THIS NOTICE DESCRIBES HOW PSYCHOLOGICAL AND MEDICAL INFORMATION ABOUT YOU MAY BE USED AND DISCLOSED AND HOW YOU CAN GET ACCESS TO THIS INFORMATION.


I. Confidentiality:
Uses and Disclosures of Information Requiring Your Authorization or Consent
As a rule, I will disclose no information about you, or the fact that you are my patient, without your written consent. My formal Mental Health Record describes the services provided to you and contains the dates of our sessions, your diagnosis, functional status, symptoms, prognosis and progress, and any psychological testing reports. Health care providers are legally allowed to use or disclose records or information for treatment, payment, and health care operations purposes. However, I do not routinely disclose information in such circumstances, so I will require your permission in advance, either through your consent at the onset of our relationship (by signing the attached general consent form), or through your written authorization at the time the need for disclosure arises. You may revoke your permission, in writing, at any time, by contacting me.

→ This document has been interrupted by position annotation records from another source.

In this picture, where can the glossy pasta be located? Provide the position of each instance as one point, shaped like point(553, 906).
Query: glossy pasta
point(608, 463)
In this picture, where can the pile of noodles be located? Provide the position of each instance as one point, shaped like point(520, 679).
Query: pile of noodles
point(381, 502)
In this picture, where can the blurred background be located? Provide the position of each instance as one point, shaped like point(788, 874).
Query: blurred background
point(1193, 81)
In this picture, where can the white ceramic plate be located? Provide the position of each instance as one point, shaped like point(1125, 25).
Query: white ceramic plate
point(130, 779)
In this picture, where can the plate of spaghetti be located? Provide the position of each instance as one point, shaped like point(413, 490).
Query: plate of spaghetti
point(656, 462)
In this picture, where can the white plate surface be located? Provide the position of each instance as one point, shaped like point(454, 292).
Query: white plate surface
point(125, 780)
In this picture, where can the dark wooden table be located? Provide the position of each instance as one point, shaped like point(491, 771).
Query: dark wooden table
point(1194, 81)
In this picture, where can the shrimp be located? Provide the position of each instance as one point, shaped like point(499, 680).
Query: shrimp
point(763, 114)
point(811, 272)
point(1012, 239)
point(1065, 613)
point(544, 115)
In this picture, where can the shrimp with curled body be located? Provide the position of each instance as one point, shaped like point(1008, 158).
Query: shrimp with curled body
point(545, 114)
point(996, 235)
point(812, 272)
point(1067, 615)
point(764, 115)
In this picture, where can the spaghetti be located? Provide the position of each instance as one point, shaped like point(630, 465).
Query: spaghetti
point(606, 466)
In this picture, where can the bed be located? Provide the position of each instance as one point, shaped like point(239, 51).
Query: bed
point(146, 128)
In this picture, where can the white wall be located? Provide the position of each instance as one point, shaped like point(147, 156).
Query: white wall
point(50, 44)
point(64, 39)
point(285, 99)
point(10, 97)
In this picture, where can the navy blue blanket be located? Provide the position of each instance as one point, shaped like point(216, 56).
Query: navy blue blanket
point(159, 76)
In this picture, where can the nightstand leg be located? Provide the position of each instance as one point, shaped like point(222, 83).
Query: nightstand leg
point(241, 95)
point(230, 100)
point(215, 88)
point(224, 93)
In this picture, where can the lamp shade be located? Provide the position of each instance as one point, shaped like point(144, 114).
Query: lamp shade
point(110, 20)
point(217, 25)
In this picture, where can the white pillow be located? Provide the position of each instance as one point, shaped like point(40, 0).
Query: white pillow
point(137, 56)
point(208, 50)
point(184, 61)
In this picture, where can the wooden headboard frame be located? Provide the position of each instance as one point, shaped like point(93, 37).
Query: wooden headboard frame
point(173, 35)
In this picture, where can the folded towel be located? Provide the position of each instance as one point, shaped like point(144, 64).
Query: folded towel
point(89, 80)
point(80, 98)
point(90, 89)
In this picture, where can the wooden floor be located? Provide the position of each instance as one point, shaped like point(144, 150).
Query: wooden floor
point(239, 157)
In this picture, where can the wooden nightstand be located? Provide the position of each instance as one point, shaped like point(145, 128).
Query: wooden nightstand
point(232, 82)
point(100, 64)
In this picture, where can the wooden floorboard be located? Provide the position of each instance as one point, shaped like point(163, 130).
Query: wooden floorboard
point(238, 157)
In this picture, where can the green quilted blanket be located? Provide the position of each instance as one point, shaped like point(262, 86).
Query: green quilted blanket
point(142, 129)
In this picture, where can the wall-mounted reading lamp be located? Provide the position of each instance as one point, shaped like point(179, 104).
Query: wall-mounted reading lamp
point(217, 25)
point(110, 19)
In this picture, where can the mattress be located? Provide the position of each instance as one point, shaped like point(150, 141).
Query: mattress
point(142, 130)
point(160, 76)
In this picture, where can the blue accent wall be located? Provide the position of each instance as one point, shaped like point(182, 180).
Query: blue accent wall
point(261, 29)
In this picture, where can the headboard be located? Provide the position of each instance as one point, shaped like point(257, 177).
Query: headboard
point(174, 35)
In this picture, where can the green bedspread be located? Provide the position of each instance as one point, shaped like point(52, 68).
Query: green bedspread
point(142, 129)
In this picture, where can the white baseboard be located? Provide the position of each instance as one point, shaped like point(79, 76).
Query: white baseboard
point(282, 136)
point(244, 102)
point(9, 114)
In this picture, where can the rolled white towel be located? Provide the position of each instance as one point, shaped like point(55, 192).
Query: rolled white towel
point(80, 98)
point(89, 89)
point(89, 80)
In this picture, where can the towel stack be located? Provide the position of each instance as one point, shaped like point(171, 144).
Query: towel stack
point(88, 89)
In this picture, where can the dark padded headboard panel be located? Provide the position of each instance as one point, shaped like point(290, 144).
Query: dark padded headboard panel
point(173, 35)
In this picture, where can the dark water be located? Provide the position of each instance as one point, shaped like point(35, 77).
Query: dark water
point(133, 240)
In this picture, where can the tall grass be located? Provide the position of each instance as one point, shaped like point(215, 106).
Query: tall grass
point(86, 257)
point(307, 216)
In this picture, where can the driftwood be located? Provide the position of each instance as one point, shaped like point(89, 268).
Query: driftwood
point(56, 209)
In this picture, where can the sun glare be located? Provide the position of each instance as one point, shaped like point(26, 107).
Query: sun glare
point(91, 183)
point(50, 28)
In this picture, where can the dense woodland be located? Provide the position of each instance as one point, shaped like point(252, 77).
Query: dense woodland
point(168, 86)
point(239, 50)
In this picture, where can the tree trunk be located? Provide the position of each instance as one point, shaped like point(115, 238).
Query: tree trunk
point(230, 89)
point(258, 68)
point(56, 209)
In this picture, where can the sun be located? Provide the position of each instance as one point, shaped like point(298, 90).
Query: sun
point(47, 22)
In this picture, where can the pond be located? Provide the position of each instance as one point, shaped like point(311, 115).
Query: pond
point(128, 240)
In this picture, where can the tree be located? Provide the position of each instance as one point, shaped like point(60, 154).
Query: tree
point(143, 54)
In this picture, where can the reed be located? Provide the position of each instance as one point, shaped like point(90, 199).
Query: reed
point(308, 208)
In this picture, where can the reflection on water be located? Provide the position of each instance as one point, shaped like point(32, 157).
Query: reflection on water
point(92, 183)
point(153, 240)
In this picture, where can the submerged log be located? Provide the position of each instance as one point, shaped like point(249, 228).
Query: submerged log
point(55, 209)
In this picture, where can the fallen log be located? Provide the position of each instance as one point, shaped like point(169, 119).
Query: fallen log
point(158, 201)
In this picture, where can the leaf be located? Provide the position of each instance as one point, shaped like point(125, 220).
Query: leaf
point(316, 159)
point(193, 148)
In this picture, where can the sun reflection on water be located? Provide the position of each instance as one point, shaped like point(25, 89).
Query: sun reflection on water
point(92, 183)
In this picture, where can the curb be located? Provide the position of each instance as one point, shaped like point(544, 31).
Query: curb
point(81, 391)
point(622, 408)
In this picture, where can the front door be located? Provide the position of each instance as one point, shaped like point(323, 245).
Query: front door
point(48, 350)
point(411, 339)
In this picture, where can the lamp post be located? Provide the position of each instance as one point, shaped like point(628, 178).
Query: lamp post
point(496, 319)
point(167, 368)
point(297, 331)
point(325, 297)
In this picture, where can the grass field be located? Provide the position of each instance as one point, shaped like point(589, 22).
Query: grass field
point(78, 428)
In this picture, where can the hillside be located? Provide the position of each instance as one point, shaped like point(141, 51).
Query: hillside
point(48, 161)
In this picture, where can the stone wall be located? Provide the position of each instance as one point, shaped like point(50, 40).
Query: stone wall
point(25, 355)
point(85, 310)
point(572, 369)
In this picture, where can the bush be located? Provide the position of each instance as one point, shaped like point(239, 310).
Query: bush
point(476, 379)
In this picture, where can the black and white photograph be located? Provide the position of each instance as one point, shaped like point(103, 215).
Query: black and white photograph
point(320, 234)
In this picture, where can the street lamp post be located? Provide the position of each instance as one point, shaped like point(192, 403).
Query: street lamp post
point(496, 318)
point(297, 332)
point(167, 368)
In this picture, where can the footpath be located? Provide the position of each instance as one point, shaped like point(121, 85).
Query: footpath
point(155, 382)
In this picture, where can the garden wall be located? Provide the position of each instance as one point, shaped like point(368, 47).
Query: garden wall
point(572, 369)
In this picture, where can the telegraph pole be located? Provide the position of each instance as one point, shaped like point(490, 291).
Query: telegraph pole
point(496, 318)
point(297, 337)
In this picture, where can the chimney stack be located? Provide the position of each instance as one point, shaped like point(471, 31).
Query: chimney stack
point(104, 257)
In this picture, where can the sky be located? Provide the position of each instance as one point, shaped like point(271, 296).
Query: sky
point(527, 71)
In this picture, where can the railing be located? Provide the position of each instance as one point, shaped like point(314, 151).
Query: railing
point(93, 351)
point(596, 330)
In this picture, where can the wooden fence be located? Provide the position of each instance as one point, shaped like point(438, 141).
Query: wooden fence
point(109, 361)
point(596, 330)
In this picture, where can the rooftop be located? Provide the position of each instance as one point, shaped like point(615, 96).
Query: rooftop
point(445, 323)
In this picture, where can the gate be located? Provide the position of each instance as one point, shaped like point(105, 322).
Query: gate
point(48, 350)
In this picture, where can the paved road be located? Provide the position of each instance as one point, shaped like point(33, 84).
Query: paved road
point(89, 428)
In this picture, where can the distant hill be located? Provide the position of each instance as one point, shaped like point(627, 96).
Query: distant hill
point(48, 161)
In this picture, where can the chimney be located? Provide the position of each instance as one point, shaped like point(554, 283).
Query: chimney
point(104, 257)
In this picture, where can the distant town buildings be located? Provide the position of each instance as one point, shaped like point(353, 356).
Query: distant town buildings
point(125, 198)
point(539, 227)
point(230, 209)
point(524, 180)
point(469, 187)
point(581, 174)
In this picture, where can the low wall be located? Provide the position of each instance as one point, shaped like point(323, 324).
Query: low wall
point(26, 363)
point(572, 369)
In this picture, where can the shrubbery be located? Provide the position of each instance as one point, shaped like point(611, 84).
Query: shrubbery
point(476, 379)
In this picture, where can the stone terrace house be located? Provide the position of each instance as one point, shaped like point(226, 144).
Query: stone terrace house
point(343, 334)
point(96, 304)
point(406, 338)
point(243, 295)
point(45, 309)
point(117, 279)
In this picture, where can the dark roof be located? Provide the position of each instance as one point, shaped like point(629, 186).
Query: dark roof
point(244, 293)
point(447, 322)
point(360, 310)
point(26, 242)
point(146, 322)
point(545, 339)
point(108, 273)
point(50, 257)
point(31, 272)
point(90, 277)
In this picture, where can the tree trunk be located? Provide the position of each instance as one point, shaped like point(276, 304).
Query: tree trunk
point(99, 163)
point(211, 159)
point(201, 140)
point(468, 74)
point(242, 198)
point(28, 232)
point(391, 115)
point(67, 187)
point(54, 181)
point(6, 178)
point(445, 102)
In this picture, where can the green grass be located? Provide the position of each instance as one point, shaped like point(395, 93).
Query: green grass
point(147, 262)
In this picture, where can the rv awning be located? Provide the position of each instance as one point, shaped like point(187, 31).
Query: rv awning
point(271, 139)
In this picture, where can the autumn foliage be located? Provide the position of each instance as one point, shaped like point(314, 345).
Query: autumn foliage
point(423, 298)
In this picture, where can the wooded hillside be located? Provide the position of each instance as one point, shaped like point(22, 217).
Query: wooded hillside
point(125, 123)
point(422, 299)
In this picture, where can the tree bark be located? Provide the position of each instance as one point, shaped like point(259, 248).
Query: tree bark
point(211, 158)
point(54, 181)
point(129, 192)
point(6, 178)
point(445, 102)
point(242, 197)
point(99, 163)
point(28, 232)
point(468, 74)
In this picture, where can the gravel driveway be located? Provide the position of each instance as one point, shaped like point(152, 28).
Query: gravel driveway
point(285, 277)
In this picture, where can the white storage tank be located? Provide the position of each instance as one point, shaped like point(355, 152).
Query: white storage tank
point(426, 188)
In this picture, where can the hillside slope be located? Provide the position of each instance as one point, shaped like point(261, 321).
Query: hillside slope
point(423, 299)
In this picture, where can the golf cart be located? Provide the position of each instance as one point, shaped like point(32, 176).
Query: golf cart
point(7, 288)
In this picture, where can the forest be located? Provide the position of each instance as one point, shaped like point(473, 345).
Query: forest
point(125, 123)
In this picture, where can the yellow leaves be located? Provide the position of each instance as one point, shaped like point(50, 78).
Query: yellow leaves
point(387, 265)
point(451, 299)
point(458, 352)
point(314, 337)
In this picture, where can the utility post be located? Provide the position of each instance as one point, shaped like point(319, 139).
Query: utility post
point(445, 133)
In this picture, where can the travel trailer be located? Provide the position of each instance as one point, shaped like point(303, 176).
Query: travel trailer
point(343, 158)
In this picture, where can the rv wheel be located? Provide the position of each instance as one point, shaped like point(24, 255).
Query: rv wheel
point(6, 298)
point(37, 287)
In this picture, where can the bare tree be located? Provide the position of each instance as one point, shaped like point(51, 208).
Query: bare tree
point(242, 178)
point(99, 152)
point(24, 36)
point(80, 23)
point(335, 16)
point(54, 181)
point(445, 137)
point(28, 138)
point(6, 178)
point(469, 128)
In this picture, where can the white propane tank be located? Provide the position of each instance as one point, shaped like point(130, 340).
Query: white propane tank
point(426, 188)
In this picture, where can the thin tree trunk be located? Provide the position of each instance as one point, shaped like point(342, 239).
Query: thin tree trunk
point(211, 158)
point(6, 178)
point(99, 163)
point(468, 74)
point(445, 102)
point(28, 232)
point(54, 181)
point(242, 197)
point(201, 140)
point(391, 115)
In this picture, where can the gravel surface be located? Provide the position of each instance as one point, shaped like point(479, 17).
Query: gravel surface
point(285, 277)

II. “Limits of Confidentiality:”
Possible Uses and Disclosures of Mental Health Records without Consent or Authorization
There are some important exceptions to this rule of confidentiality – some exceptions created voluntarily by my own choice, [some because of policies in this office/agency], and some required by law. If you wish to receive mental health services from me, you must sign the attached form indicating that you understand and consent to accept my policies about confidentiality and its limits. We will discuss these issues now, but you may reopen the conversation at any time during our work together.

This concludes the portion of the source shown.